Photo : Hélène Pambrun

 

Les bobos : combien d’échanges à leur sujet, combien d’articles de presse, de bouquins, de blogs en leur honneur, de sketchs, de quizz et combien de néologismes infamants : hipsters, boboland, broots, bobo lit, etc. Les pipelettes ne sont pas en reste de rubriques : les bobos et le bio, les bobos et Sopi, les bobos et le streetshopping, les bobos et le hamburger. Etc., etc.
     En ligne de mire : toi, moi, lui, elle, vous, nous tous.
     Démonstration : elle a  entre vingt et trente ans, porte un manteau de fourrure, adore les vieux bistrots et jouer à la pétanque sur les bords du canal : bobo ! Ils ont la trentaine, viennent d’acheter dans le dix-huitième, tiennent un blog et inscrivent leur marmaille dans des écoles privées : bobos ! Vous avez quarante balais, retapez une bicoque, mangez de saison et allez bosser à Vélib ? Bobo ! Eh oui, c’est ainsi : qu’on le soit né ou qu’on le soit devenu, qu’on refuse de l’être ou qu’on le revendique, on est tous des bobos de merde. Impossible d’y échapper.

Un peu de rétropédalage historique à propos de cette espèce proliférante.

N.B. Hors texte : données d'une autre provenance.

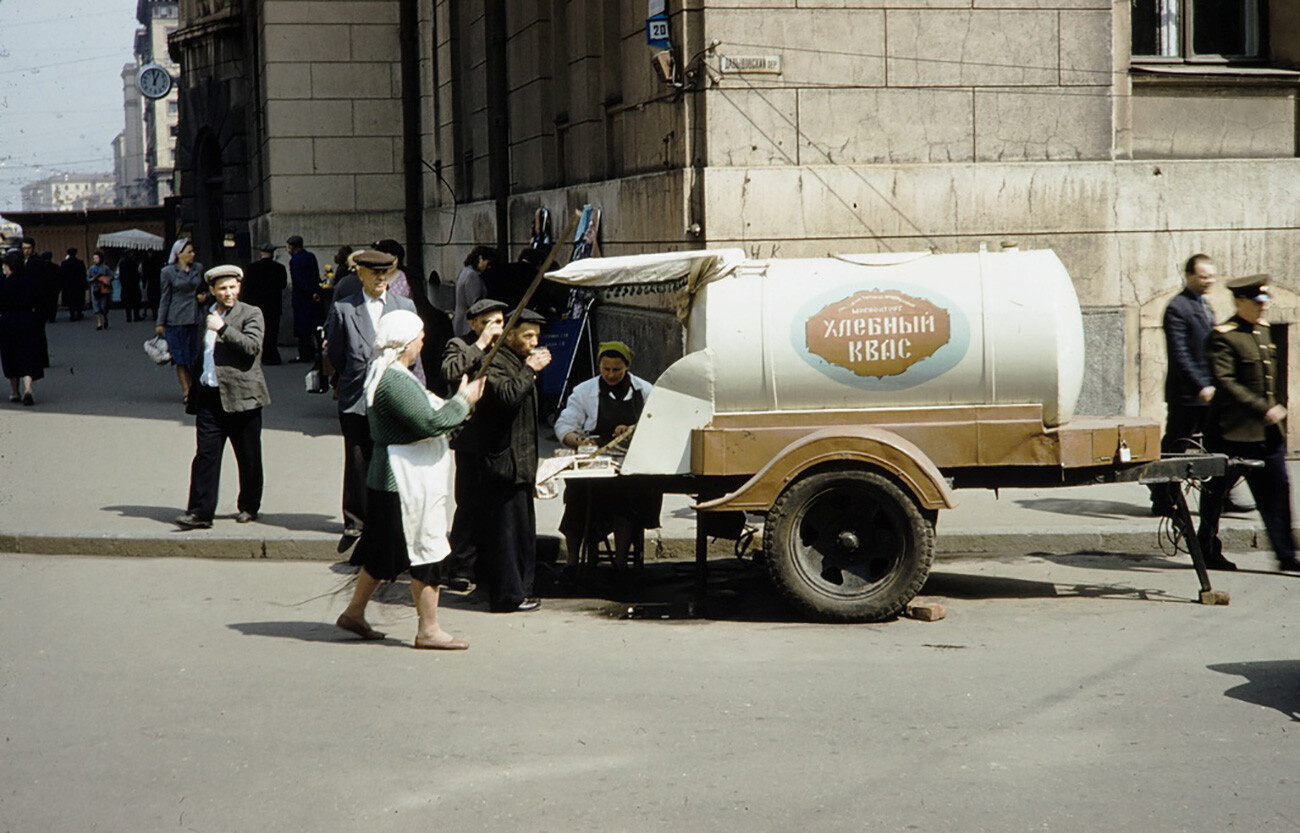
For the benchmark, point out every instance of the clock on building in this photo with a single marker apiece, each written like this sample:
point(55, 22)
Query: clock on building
point(154, 81)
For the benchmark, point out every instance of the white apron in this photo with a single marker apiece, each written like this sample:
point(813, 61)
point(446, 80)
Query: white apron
point(424, 474)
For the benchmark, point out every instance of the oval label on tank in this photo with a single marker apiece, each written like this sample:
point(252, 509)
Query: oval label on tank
point(878, 333)
point(882, 339)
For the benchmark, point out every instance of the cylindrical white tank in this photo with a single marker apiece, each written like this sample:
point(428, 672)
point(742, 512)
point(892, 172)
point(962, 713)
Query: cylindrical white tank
point(893, 330)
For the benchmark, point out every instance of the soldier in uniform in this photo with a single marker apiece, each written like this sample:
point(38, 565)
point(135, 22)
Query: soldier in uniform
point(1246, 420)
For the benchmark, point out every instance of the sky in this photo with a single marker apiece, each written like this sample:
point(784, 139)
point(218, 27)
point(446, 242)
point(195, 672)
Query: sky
point(60, 87)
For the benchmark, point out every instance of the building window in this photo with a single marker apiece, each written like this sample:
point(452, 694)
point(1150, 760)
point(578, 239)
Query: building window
point(1196, 30)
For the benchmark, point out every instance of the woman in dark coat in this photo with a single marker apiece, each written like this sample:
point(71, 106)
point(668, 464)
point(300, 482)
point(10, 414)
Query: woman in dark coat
point(21, 329)
point(129, 278)
point(182, 293)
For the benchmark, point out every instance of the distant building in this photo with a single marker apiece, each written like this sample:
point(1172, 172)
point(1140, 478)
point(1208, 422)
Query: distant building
point(144, 152)
point(1122, 135)
point(70, 192)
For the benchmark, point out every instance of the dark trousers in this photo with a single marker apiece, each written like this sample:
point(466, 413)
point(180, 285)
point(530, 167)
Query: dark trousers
point(1182, 424)
point(356, 459)
point(464, 525)
point(1269, 485)
point(212, 428)
point(507, 542)
point(271, 338)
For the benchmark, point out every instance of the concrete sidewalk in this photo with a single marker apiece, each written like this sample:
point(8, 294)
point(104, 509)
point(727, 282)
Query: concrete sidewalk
point(100, 465)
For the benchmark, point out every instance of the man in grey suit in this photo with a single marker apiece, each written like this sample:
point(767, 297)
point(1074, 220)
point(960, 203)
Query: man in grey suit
point(350, 343)
point(226, 402)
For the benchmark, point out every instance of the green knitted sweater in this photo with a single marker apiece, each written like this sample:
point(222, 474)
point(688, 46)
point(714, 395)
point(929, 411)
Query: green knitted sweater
point(402, 413)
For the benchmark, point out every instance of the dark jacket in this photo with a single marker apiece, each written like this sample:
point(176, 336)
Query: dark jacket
point(1186, 332)
point(73, 270)
point(1243, 361)
point(306, 276)
point(238, 359)
point(460, 358)
point(350, 342)
point(503, 428)
point(264, 285)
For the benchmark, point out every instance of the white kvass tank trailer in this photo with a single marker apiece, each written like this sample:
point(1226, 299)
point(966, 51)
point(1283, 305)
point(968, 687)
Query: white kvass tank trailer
point(846, 397)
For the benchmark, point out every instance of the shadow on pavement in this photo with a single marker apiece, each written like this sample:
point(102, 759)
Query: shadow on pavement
point(304, 632)
point(299, 521)
point(1087, 508)
point(163, 515)
point(1274, 684)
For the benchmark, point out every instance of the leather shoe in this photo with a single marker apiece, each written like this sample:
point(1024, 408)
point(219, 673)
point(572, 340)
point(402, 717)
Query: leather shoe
point(193, 521)
point(516, 607)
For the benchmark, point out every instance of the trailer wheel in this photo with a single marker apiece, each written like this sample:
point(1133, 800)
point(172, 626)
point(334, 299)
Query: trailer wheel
point(848, 546)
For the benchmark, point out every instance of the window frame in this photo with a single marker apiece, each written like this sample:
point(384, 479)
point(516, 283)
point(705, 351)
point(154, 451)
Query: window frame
point(1186, 37)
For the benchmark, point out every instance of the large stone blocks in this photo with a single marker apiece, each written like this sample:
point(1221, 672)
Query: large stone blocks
point(352, 81)
point(983, 48)
point(752, 128)
point(310, 118)
point(811, 46)
point(308, 42)
point(1214, 125)
point(355, 155)
point(330, 11)
point(1041, 125)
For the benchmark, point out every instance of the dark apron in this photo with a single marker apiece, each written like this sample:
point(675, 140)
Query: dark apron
point(611, 412)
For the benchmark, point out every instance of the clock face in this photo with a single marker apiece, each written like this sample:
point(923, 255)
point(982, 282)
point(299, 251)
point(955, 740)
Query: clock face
point(154, 81)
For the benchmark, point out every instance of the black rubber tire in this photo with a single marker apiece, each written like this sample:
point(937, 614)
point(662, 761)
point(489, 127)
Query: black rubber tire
point(848, 546)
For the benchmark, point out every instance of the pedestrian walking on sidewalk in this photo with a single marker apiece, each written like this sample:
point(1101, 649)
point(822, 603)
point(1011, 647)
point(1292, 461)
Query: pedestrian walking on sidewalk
point(226, 402)
point(350, 345)
point(181, 290)
point(501, 443)
point(408, 481)
point(21, 329)
point(100, 278)
point(1247, 420)
point(73, 270)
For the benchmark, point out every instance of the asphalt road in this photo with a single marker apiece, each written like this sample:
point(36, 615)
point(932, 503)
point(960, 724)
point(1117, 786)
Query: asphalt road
point(1064, 693)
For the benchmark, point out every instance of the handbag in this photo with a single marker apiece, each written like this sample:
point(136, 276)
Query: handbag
point(157, 351)
point(315, 382)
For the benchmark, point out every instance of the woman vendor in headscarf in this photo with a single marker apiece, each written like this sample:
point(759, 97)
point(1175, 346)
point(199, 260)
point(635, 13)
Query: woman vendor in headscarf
point(407, 486)
point(598, 411)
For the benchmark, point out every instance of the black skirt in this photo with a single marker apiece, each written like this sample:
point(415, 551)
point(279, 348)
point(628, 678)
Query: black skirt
point(629, 498)
point(382, 550)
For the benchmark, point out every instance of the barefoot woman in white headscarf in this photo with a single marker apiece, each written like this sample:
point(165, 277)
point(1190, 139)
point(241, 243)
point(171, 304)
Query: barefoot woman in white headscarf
point(407, 485)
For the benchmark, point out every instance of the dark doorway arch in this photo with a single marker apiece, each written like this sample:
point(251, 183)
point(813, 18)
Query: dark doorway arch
point(209, 198)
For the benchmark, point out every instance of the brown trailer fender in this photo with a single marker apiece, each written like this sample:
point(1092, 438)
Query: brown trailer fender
point(862, 445)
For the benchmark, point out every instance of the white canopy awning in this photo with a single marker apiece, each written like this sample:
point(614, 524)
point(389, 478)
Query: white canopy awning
point(130, 238)
point(661, 268)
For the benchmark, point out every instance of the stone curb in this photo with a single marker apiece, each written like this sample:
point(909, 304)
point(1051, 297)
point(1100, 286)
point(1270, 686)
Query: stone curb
point(956, 543)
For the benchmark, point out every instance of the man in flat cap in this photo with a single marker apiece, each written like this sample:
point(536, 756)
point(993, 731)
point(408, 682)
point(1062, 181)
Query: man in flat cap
point(501, 443)
point(463, 356)
point(1246, 420)
point(264, 287)
point(350, 343)
point(308, 304)
point(226, 402)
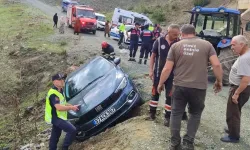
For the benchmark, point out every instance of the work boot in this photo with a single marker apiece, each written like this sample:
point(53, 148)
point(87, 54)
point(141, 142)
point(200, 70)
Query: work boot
point(151, 116)
point(140, 61)
point(185, 117)
point(177, 147)
point(167, 122)
point(186, 145)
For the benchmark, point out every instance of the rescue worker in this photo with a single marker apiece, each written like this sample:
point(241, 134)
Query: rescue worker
point(146, 37)
point(55, 19)
point(77, 26)
point(134, 38)
point(56, 114)
point(157, 61)
point(189, 57)
point(107, 29)
point(158, 27)
point(62, 23)
point(151, 28)
point(156, 34)
point(121, 33)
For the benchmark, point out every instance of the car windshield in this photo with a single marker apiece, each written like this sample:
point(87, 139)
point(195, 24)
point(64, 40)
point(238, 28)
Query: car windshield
point(87, 75)
point(85, 13)
point(101, 18)
point(128, 27)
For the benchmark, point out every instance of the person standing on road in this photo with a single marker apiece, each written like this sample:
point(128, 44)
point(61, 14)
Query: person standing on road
point(121, 33)
point(107, 29)
point(146, 37)
point(134, 39)
point(239, 92)
point(55, 19)
point(56, 114)
point(62, 23)
point(190, 57)
point(157, 62)
point(77, 26)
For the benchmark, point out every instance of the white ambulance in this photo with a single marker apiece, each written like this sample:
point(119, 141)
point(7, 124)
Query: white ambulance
point(129, 17)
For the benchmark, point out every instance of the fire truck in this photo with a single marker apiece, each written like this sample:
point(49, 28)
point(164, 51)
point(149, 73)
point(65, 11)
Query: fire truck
point(86, 15)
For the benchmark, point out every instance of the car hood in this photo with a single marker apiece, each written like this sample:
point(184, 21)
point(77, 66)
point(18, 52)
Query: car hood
point(83, 19)
point(97, 92)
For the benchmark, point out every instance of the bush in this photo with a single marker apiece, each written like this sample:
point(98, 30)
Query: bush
point(201, 2)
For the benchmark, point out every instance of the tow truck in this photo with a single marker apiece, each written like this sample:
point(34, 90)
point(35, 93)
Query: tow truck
point(87, 17)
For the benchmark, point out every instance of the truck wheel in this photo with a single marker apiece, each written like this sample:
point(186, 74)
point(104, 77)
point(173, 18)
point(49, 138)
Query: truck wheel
point(227, 59)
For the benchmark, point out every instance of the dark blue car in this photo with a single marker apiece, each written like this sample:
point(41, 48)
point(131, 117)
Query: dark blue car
point(103, 91)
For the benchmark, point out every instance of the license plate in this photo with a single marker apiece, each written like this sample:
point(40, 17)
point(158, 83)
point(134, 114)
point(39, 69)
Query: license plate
point(105, 115)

2008 : victoire de Barack Obama. Jour de liesse pour le révolutionnaire dans l’âme, qui rêvait du sénateur Palmer de “24 heures Chrono” aux commandes de la planète, histoire d’effacer des siècles d’esclavage et de pouvoir adoooooorer sans scrupules NYC et South Beach.

2001 : élection de Bertrand Delanoë à la mairie de Paris. L’assoiffé de culture et l’adepte du deux-roues ne pouvaient rêver pareille apothéose. Paris plage, Nuit blanche, Expos nocturnes, toutes les occasions sont “juste trop bonnes” pour s’en donner à coeur joie.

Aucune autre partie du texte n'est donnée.